Bundesgerichtshof bejaht ebenfalls Anspruch auf Ausgleichszahlung
Der Bundesgerichtshof bestätigte die Entscheidungen der Vorinstanzen. Der Klägerin stehe gemäß Art. 7 Abs. 1 VO ein Anspruch auf Ausgleichszahlung zu. Die Anwendung der Fluggastrechteverordnung sei nicht nach Art. 3 Abs. 6 Satz 2 VO ausgeschlossen. Die Vorschrift regele den Fall, dass nicht nur ein Flug annulliert wird, sondern eine Pauschalreise, die diesen Flug als vertraglich geschuldete Leistung umfasst. In diesem Fall sei die Verordnung nur dann anwendbar, wenn die Flugannullierung den Grund für die Annullierung der Reise insgesamt bildet. Nicht anwendbar sei die Vorschrift dagegen, wenn die auf anderen Gründen beruhende Annullierung der Reise zugleich die Flugannullierung zur Folge hat. Für eine diesbezügliche Differenzierung sei kein Raum, wenn ein gebuchter Flug trotz Annullierung der Reise stattfinden soll und dieser Flug aus anderen Gründen annulliert wird oder mit Verspätung ankommt. So liege der Fall hier.

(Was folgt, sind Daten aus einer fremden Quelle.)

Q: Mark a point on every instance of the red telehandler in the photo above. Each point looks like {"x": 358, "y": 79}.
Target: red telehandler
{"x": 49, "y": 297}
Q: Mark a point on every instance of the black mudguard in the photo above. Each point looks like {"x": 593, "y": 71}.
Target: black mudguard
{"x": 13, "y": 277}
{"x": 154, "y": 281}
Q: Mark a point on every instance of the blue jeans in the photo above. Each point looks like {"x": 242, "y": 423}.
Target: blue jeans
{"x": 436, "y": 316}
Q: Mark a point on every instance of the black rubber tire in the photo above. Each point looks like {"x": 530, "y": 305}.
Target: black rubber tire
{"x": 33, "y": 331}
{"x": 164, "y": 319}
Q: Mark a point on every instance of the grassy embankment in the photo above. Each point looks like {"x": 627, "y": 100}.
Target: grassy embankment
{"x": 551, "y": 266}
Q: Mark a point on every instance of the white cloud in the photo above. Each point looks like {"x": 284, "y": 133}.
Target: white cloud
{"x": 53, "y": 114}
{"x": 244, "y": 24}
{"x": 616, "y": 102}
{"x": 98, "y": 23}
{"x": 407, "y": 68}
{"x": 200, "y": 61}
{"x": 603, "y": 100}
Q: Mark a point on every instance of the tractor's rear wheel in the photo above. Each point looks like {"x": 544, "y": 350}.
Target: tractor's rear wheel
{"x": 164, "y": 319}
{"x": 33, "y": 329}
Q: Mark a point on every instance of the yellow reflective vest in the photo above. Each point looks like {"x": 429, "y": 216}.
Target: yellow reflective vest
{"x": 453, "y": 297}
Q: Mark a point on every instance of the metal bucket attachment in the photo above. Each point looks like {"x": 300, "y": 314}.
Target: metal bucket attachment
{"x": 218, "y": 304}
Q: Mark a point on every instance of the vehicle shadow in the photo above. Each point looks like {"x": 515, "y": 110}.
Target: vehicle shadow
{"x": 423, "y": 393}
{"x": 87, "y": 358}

Verspätung des trotz Annullierung der Reise durchgeführten Fluges
Die Vorschrift des Art. 3 Abs. 6 Satz 2 VO sei hier deshalb nicht erfüllt, so der Bundesgerichtshof, weil die Klageansprüche nicht darauf gestützt werden, dass die Annullierung der Reise zugleich zur Annullierung des Fluges geführt hat, sondern darauf, dass es bei einem trotz Annullierung der Reise vorgesehenen und durchgeführten Flug zu einer Ankunftsverspätung gekommen ist.